Die letzte Sitzung der Bezirksverordnetenversammlung wurde durch einen sehr speziellen Auftritt des Vorsitzenden der SPD-Fraktion, Gordon Lemm, eröffnet. Er sah sich berufen, eine "persönliche Erklärung" zur Einwohnerversammlung am 16. Juni zur geplanten "Frauensporthalle" abzugeben. Viel Anlass zur Empörung gab die Art und Weise seiner Erklärung, doch noch mehr Anlass als die Form gab der Inhalt seiner "persönlichen Erklärung". Der Vorsitzende der SPD-Fraktion ge(miss-)brauchte dieses parlamentarische Instrument zur Missachtung und Verächtlichmachung des Willens der Bürgerinnen und Bürger, wie er in der Einwohnerversammlung deutlich geworden war.

In seiner "persönlichen Erklärung" verstieg sich Herr Lemm zu der Behauptung, die Empörung der Bürgerinnen und Bürger, wie sie dem Bezirksbürgermeister und seinen Jüngern am 16. Juni bereits in der zweiten Einwohnerversammlung in Folge entgegenschlug, sei Ergebnis unredlicher Manipulationen finstrer Mächte, namentlich der Linken. Wortwörtlich sprach er davon, die Bürgerinnen und Bürger wären von der Linken im Vorfeld "emotionalisiert" worden. Anscheinend kann sich Herr Lemm die Menschen der Großsiedlungen in Marzahn-Hellersdorf nicht als selbstbestimmte politische Akteure, als Bürgerinnen und Bürger, vorstellen. Für ihn sind sie wohl nur als Objekt sozialdemokratischer Erziehungsprojekte und wenn sie sich dagegen verwehren, als Marionetten der Linken denkbar. Es bleibt zu hoffen, dass Herr Lemm und mit ihm der Bürgermeister und die sie stützenden Fraktionen die politische Sommerpause nutzen, um inne zu halten und neu nachzudenken, um dann im August mit neu gewonnener Vernunft gemeinsam mit den Bürgerinnen und Bürgern und der Linken wieder zu einer konstruktiven politischen Arbeit zurückzufinden.
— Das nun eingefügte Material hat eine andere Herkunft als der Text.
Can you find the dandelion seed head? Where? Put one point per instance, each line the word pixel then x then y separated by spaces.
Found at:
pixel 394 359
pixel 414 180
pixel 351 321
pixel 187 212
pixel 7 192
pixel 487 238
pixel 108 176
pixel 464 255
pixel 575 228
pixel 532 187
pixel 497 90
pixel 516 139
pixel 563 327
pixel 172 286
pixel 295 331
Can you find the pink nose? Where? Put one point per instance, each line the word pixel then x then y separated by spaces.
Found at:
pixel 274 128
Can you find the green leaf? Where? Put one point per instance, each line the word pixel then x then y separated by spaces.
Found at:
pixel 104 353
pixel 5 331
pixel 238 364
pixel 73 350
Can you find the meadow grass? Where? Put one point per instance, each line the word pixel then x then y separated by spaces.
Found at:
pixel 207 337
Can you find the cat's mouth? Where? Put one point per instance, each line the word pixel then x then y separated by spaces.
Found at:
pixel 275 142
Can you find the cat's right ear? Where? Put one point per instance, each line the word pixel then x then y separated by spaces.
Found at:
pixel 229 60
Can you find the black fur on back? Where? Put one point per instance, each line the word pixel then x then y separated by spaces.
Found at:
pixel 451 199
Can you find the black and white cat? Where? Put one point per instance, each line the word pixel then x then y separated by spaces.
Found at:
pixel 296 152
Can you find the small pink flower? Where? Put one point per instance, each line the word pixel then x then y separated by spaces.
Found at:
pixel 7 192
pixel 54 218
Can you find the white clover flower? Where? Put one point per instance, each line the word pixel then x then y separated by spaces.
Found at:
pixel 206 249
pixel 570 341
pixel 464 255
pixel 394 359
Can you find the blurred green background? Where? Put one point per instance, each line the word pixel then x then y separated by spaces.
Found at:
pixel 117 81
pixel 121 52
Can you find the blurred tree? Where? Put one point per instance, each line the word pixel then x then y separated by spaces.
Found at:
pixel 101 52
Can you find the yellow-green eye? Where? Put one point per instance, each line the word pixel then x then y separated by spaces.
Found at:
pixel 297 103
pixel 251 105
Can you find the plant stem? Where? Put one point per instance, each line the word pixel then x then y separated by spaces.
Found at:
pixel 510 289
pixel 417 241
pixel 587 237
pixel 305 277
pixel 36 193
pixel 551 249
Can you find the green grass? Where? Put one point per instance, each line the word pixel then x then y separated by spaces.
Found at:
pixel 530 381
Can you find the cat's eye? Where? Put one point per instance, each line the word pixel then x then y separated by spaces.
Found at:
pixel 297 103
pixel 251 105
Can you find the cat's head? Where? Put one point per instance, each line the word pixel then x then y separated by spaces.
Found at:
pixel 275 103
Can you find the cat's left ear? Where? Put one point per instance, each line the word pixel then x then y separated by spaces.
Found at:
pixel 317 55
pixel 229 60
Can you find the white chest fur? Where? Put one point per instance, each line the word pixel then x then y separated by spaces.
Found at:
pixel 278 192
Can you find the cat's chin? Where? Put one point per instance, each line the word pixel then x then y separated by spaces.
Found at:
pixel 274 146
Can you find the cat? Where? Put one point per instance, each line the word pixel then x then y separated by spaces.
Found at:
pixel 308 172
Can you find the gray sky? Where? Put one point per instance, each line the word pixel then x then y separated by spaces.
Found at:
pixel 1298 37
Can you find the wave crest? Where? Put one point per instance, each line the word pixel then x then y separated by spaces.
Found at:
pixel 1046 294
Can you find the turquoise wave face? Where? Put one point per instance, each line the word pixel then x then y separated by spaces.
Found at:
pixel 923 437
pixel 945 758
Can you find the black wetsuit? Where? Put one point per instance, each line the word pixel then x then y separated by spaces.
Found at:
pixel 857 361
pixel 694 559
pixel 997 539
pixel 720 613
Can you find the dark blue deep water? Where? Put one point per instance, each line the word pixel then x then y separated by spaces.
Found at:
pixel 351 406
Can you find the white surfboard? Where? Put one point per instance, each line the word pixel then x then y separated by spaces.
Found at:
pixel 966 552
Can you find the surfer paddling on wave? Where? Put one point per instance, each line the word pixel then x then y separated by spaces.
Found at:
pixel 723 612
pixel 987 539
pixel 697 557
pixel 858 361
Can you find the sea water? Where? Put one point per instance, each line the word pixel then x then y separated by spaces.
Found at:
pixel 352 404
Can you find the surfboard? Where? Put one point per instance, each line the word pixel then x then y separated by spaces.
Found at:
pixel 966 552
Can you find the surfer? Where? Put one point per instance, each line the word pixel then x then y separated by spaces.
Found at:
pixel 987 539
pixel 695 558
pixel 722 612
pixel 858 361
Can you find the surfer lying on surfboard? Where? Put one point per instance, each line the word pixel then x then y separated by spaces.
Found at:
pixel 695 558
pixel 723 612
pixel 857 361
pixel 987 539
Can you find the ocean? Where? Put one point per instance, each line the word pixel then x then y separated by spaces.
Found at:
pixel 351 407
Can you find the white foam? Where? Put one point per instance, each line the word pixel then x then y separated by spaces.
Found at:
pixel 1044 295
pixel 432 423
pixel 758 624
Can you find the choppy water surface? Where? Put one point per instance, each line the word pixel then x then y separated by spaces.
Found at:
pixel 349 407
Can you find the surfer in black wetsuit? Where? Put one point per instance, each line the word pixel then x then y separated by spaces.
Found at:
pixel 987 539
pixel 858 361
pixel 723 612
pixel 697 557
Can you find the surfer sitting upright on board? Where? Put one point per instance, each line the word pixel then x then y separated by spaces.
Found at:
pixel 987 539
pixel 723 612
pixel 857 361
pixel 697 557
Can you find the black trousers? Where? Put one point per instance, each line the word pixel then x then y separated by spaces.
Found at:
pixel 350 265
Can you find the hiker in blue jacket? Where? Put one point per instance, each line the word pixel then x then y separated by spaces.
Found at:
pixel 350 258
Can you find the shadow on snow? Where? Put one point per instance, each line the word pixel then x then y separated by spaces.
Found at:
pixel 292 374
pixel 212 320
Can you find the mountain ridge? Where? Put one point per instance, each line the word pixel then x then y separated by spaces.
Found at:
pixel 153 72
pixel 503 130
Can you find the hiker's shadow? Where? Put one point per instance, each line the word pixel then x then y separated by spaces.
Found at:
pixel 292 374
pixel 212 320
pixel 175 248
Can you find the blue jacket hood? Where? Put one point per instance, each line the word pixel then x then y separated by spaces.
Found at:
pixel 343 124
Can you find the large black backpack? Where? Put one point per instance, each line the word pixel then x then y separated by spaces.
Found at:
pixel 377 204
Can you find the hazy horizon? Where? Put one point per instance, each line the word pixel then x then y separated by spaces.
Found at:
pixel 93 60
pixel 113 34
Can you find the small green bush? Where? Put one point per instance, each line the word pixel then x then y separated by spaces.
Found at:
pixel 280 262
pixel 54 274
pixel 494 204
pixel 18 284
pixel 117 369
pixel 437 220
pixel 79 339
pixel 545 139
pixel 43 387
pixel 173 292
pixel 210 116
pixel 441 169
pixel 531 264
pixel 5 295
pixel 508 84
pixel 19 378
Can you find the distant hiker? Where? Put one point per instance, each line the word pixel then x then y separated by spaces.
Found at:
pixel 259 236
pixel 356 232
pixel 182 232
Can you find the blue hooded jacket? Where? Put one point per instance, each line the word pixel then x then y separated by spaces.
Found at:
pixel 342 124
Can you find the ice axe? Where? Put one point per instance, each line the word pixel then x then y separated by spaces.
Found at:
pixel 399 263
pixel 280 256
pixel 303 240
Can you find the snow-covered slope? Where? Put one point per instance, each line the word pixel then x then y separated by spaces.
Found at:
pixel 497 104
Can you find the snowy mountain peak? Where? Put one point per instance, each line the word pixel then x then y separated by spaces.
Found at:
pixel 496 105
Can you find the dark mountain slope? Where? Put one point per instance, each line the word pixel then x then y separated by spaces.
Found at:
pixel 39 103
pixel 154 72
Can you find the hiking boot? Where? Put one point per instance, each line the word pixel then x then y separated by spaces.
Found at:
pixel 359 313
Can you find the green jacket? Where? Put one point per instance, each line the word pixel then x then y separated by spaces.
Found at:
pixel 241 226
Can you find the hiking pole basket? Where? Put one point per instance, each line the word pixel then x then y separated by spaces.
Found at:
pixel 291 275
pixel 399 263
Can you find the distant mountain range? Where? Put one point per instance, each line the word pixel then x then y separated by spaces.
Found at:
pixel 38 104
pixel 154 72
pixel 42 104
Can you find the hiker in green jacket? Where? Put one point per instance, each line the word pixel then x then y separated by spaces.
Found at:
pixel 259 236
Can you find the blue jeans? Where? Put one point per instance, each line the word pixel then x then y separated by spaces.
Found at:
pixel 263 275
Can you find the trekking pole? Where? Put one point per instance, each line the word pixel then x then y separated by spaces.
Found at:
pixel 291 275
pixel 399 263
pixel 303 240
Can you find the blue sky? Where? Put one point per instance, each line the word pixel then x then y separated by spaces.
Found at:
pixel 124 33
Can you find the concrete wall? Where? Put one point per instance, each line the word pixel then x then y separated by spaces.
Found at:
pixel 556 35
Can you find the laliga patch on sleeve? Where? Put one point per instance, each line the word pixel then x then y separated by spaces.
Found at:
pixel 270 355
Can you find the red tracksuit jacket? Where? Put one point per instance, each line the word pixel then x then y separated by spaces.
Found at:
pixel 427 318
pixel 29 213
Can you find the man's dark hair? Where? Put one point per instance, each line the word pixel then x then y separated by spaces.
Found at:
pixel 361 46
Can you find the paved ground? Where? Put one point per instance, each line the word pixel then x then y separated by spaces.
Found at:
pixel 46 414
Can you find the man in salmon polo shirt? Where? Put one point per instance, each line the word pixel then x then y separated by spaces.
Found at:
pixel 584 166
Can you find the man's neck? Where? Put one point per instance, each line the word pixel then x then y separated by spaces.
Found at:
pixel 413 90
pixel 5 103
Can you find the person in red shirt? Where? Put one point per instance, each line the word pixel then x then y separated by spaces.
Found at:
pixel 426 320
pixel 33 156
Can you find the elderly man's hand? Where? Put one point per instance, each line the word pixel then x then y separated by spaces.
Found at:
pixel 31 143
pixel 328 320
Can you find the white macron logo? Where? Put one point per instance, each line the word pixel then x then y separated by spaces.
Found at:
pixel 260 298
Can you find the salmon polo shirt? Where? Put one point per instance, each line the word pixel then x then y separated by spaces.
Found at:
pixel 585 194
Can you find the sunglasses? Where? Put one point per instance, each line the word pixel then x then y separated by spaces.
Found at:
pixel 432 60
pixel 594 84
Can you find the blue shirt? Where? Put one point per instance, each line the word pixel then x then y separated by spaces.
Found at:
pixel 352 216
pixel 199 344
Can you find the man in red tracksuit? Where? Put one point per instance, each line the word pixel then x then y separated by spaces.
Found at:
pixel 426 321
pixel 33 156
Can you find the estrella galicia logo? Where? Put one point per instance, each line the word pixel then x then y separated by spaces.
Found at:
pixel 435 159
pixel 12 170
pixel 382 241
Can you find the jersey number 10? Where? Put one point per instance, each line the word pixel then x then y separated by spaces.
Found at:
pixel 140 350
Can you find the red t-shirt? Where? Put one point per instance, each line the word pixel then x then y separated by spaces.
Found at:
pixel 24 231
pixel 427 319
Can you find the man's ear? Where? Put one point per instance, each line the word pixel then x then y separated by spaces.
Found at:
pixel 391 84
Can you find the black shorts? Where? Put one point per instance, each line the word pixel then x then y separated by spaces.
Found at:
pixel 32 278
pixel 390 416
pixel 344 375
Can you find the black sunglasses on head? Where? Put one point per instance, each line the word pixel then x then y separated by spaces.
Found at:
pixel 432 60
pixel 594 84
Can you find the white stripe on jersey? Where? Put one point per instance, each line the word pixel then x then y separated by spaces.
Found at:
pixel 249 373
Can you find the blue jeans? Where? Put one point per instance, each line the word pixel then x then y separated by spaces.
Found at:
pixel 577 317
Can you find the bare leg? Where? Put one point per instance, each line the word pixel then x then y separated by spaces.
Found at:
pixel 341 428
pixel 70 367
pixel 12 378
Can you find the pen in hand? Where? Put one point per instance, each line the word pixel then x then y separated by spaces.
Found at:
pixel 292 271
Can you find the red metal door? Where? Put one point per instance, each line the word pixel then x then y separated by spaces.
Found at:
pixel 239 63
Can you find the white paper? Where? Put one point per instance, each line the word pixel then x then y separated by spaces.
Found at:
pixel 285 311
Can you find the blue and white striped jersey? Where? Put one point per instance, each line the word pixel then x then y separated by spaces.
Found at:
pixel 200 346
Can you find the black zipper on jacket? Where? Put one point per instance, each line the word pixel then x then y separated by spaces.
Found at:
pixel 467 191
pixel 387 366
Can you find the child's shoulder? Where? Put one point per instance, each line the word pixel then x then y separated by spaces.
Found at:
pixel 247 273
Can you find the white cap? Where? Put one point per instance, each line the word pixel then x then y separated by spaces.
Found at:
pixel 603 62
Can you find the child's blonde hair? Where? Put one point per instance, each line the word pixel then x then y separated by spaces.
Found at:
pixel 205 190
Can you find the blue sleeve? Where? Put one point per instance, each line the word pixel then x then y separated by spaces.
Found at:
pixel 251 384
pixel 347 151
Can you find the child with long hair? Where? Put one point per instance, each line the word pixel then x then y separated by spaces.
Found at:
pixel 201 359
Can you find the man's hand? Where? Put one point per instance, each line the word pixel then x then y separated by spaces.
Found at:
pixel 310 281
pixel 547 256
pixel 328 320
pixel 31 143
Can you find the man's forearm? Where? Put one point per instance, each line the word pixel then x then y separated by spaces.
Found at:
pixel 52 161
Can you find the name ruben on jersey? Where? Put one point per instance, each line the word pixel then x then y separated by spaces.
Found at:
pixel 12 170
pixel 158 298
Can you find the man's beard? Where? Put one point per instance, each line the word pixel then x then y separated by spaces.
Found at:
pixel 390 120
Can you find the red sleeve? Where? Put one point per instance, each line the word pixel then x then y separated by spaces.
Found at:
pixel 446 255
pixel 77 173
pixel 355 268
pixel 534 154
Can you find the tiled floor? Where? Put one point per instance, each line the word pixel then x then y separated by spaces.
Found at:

Ein wenig konstruktive Arbeit schafft die BVV dann aber doch noch. So beschloss die BVV auf Antrag der Linksfraktion die Akteursrunde Mahlsdorf fortzusetzen. Damit wird zumindest in Mahlsdorf auch mittelfristig ein Mindestmaß an Bürgerbeteiligung bei wichtigen Entscheidungen gewährleistet sein. Darüber hinaus beschloss die Versammlung ebenfalls auf Initiative der Linken das Bezirksamt aufzufordern, das Büro angemessen mit Personal auszustatten. Durch die Personalabbaupläne des Senats aus SPD und CDU ist das Büro aktuell kaum in der Lage, die Arbeit der demokratisch gewählten Bezirksverordneten im notwendigen Maß zu unterstützen. Ein Antrag der Linken betreffs der regelmäßigen Einwohnerversammlungen in den Stadtteilen wurde in den Hauptausschuss überwiesen. Das Bezirksamt hatte mehrheitlich beschlossen, diese nicht mehr durchführen zu wollen. Die Linksfraktion will, dass zumindest die bereits angekündigten Versammlungen in diesem Jahr stattfinden und die BVV als eigentliche Veranstalterin in die zukünftigen Planungen mindestens einbezogen wird.

Die Sitzung der BVV wurde schließlich kurz vor 22 Uhr vorzeitig wegen einer Sturmwarnung abgebrochen.